If the wealth "in play" is merely a trust fund large enough so that the applicant can live modestly without ever working, they won't care. (And any "I don't need to work" argument would be a huge red flag.) Similarly - I cannot give my grand-niece a 7X boost on getting into Harvard by donating $1,000 to Harvard.

Vs...if I was a billionaire, and ask a Harvard Development Officer about my grand-niece getting admitted to Harvard, then I could get her far more than a 7X boost.


You've either never spoken to people in development or didn't understand what they do.

For one, they aren't involved in admissions at all.

Their goal is to make long term relationships so that both sides, the donors and the university get something out of it. Not to judge people based on where their money or connections come from.
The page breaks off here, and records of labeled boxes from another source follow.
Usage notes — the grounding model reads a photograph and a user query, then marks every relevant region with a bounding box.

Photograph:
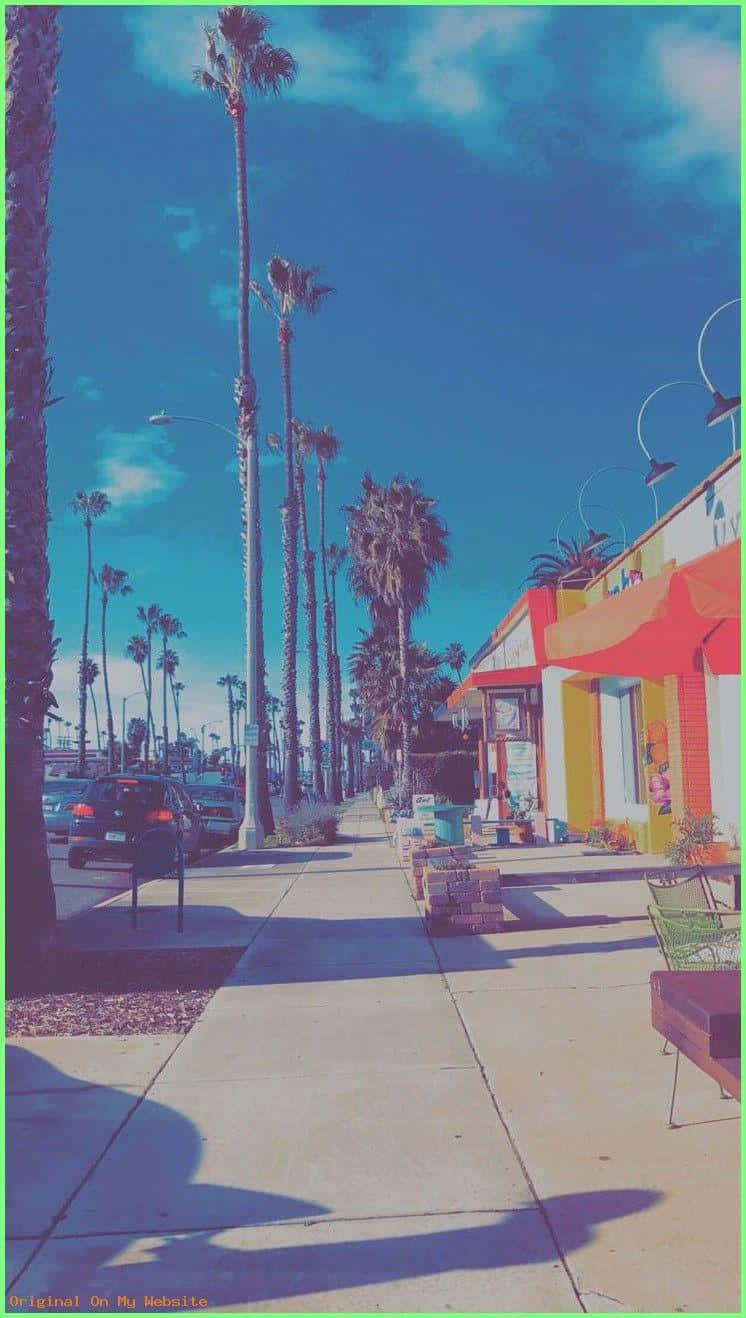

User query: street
[49,838,129,920]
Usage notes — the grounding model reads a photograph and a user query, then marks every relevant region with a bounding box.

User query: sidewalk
[7,801,739,1313]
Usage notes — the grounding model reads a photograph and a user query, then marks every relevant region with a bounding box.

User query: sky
[47,5,739,737]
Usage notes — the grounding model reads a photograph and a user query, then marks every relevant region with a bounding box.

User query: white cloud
[162,206,217,254]
[645,22,741,195]
[96,426,185,514]
[75,376,104,403]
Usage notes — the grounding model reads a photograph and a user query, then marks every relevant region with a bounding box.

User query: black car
[67,774,203,870]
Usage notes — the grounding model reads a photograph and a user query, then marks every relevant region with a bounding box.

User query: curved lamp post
[697,298,741,421]
[637,376,741,486]
[148,411,264,851]
[555,503,627,554]
[577,465,658,550]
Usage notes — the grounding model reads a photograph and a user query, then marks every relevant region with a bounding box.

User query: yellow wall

"Involvement" need not be official.

Development people have influence, and definitely want future financial success stories moving smoothly through their university's admissions pipeline.


Is that the choice though? It's more likely that you have to choose 100 people among 30 trust funders, 2 business prodigies, and 200 ordinary people.


Getting money that way isn't impressive, though. But surely there's some value to someone who's, presumably, intrinsically motivated to attend for some reason. That thing everyone born on the treadmill fakes being.


> Getting money that way isn't impressive, though.

Depending on how big the trust fund is, I think you'll find it will open more doors than a summer lawncare initiative.


> ‘my trust fund is already paying me more than your median graduate’s full-time job’

that'd be a good argument too. why go to college if you have income security? go do something infinitely more interesting and fulfilling


The perspective changes if one is choosing to go to a school that costs $100k+, especially in debt. At that point, it becomes a business decision.


This seems to be another strong argument for social class being a huge player in determining your success - as you say it was a well-to-do suburb. Good on them for taking advantage of the opportunity, but just as vitally the opportunity was there to take.


You don't need "an argument" that social class is the biggest player in determining success when the statistics have told us this plain as day for decades.